Task 5 — Add pinning failure metrics

Add an analytics callback that reports pinning-failure events distinct from other network errors. Differentiate by checking the URLError code and the certificate-validation context. Verify your local logger captures pinning-specific failures during the mitmproxy test.

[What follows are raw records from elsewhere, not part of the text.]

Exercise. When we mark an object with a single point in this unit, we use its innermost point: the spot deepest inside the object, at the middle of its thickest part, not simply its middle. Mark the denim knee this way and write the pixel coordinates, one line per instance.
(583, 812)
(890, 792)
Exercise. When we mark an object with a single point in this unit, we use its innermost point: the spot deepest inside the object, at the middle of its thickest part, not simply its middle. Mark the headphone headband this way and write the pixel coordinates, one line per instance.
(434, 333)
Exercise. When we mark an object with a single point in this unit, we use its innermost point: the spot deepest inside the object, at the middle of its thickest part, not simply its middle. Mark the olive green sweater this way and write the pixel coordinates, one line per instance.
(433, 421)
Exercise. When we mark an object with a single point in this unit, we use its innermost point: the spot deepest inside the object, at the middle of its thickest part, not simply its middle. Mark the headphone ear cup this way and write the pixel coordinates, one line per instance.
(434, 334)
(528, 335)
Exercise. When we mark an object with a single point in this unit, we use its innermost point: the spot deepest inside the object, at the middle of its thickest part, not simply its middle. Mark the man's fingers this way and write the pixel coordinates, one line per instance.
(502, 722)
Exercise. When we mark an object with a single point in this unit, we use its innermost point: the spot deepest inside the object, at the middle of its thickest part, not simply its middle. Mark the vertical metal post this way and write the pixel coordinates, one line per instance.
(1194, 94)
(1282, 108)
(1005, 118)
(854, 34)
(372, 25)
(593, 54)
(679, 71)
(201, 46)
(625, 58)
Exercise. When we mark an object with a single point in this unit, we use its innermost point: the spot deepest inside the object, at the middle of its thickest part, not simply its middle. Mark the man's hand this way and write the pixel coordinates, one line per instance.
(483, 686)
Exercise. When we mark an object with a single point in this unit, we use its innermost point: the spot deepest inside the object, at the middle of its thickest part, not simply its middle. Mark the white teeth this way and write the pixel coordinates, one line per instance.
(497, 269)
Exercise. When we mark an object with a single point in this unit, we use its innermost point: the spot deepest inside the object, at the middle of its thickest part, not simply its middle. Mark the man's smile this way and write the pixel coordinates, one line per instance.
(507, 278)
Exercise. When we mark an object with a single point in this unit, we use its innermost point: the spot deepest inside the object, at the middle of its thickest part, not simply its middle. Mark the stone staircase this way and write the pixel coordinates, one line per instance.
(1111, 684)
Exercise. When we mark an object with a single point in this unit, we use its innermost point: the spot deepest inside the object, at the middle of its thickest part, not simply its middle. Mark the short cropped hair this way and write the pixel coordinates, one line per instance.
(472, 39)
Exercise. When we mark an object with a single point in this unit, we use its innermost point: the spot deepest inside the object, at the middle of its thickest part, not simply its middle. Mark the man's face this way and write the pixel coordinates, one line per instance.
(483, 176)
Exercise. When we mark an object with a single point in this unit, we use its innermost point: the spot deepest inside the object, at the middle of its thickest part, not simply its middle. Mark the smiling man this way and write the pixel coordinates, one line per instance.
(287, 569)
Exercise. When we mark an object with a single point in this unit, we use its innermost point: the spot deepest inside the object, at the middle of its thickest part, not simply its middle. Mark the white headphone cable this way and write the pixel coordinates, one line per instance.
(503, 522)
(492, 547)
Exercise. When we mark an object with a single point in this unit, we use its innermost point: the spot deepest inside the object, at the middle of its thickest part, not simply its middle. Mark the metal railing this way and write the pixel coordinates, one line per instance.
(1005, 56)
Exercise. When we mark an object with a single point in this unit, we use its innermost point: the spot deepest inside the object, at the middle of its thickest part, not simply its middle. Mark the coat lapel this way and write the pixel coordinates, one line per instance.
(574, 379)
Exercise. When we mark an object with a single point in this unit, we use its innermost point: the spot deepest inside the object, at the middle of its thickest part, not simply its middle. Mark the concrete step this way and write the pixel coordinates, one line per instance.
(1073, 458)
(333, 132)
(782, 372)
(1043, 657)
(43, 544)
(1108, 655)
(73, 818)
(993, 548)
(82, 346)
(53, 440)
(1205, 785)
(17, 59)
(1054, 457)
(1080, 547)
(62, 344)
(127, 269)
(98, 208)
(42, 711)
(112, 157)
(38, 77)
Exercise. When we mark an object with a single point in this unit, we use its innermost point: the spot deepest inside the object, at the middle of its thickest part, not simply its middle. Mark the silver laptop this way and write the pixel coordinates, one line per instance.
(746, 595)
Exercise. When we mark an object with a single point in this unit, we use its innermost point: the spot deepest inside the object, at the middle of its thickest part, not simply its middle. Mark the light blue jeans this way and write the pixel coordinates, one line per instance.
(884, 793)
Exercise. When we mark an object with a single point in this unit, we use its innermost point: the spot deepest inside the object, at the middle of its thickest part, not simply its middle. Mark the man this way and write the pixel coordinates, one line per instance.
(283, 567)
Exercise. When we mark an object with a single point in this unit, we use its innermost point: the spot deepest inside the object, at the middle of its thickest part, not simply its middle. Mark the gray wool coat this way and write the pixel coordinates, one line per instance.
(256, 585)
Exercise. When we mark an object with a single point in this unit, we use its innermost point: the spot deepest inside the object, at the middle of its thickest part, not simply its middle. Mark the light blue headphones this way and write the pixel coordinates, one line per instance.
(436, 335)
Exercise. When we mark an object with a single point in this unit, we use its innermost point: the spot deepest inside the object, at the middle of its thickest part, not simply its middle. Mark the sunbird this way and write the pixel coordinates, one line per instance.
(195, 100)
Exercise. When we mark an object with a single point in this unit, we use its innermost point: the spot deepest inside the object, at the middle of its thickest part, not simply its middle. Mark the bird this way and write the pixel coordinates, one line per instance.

Task 6 — Remote kill-switch

Add a PinningConfig struct fetched from a remote endpoint (mock it with a hardcoded true for the lab). When enforce = false, the delegate should call .performDefaultHandling and let the system trust prevail. Verify the switch works by toggling the value, restarting, and confirming mitmproxy can now intercept.

Stretch goals

  1. TrustKit integration — replace the hand-rolled delegate with TrustKit’s pinning policy. Compare LOC and feature set.
  2. Multi-host pinning — pin different hosts to different pin sets. The hand-rolled delegate currently doesn’t dispatch by host; add that.
  3. Synthetic monitoring — write a unit test that uses URLProtocol stubbing to feed in a server trust object built from a fake cert, and verifies the delegate correctly rejects it.
  4. App Attest — additionally require an App Attest assertion on each request as a second wall.

Notes

  • After the lab, remove the proxy settings from your device. Leaving mitmproxy trusted is itself an M5 violation.
  • httpbin.org occasionally rotates certs. If the lab stops working in a few months, refresh your pin extraction.
  • The hand-rolled delegate above is for learning; production apps should use TrustKit for the additional features (per-host config, reporting, backup pin support out of the box).